I have to say, I love this thread, and reading all the wonderful stories.


----------



## teetee (Aug 25, 2011)

me too Carrie, it's really great reading everyone's story


----------



## Jennmay (Dec 31, 2011)

Well we were not really looking for a dog when we got Zoe. I got her from a friend of my husband's. We went to over there one day for him to work on their a/c. They had 9 dogs all different kinds living in this small trailer and Zoe kept jumping in my lap wanting love and in my car wanting to leave with us. So my husband was like this dog wants to go home with us. His friend said well take her home and he said he would so she came home with us and is the sweetest dog ever. She came into heat 3 weeks after we got her so I had her spayed if not I could just see her having multiple litters of puppies.I always thought Chi's were snippy and yappy but she was not that way at all. She is the one that made me want to learn more about Chi's and fall in love with the breed. We have had her for 3 years now vet said she was 2 when we got her. And last Dec we decided to get a puppy and we got Holly and well that is how I came to love Chi's. I would not give them up for anything.


Spring Colors


----------



## teetee (Aug 25, 2011)

*3 more days!*


----------



## Wicked Pixie (Oct 14, 2011)

I had never considered the Chihuahua for myself. I have never been mad keen on small dogs, always preferred big breeds. 
My daughter wanted a puppy after our Whippet had passed away, as she had never had one, we always had rescue dogs. I couldn't face another Whippet, as it would remind me too much of Penny, and since we live in a flat, a big dog wasn't an option. My daughter wanted a Chihuahua, so I researched the breed. I still wasn't convinced, especially when I found out how much they cost!
Then a friend introduced me to his 6 week old Chi puppy, Prudence, and I fell in love.... So we set about looking for a smooth fawn bitch, in our price bracket and within a 2 hour drive. I thought we would be looking for a long time, but we found a litter with TWO fawn bitches available almost straight away. I loved the breeder and the way the pups had been raised, and we chose Bambi when she was just two weeks old.
She was everything we had hoped for and more, I honestly cannot see myself with any other breed now. When we were offered Harley, we just had to bring him home too, as Bambi was utterly besotted with him. They still adore each other now, playing constantly and always sleeping together.


----------



## teetee (Aug 25, 2011)

2 more days!


----------



## teetee (Aug 25, 2011)

last day folks!  If you haven't entered yet and would like to, please do! I will be drawing the winner's name tomorrow


----------



## ~LS~ (Oct 29, 2011)

teetee said:


> last day folks!  If you haven't entered yet and would like to, please do! I will be drawing the winner's name tomorrow



Oh oh oh how much fun is that!!!  I'm so excited, I can not hide it! :foxes_207:


----------



## teetee (Aug 25, 2011)

hehe meeeeeeeee tooooooooooooooo


----------



## LittleGemma (Apr 1, 2012)

I've finally decided I'll enter, lol. Waited until the last minute. 

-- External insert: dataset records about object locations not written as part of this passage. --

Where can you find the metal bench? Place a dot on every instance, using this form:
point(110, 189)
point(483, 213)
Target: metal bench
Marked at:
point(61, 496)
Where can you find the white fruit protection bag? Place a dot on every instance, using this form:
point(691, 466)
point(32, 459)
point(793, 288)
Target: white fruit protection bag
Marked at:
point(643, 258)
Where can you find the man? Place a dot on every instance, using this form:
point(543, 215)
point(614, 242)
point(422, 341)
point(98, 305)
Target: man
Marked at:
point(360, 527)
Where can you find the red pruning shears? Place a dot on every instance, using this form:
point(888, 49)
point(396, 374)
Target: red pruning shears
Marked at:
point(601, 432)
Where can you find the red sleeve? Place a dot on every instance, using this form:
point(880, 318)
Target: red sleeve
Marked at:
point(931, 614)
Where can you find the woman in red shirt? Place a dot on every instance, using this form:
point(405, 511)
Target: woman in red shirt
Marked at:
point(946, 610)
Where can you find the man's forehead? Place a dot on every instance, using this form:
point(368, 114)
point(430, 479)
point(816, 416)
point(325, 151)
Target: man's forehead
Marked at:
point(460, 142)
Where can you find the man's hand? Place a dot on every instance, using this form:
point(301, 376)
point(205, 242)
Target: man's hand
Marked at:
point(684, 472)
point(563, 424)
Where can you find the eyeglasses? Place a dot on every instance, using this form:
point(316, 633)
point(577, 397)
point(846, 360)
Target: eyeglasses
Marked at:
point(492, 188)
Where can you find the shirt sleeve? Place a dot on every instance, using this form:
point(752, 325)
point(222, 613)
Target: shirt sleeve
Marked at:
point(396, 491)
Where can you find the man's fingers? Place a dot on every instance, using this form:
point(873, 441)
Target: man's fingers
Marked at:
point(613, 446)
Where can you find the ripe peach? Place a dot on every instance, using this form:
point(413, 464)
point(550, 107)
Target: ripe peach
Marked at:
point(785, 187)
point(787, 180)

I can't say I have a really touching or cool story that made me decide I wanted a Chi, but I can tell you how I became a Chi lover. I had grown up with a Chi since I was 12 years old. Her name is Kina and she now lives with my Dad and siblings in the US. She was my Mom's dog, but after I moved out of my Mom's and into my Dad's, she let me take her with me since she had grown so attached to me over the past year and I had a stable job at a vet clinic to support her financially. My mom had also recently brought home two large breed dogs that tried to play rough with Kina and hurt her, so it wasn't safe for her to roam around my Mom's house freely anymore. She became mostly confined to my room with me, so obviously when I was moving out of my Mom's, she couldn't be left there alone in a room all day without me. I loved her and still do love her to death.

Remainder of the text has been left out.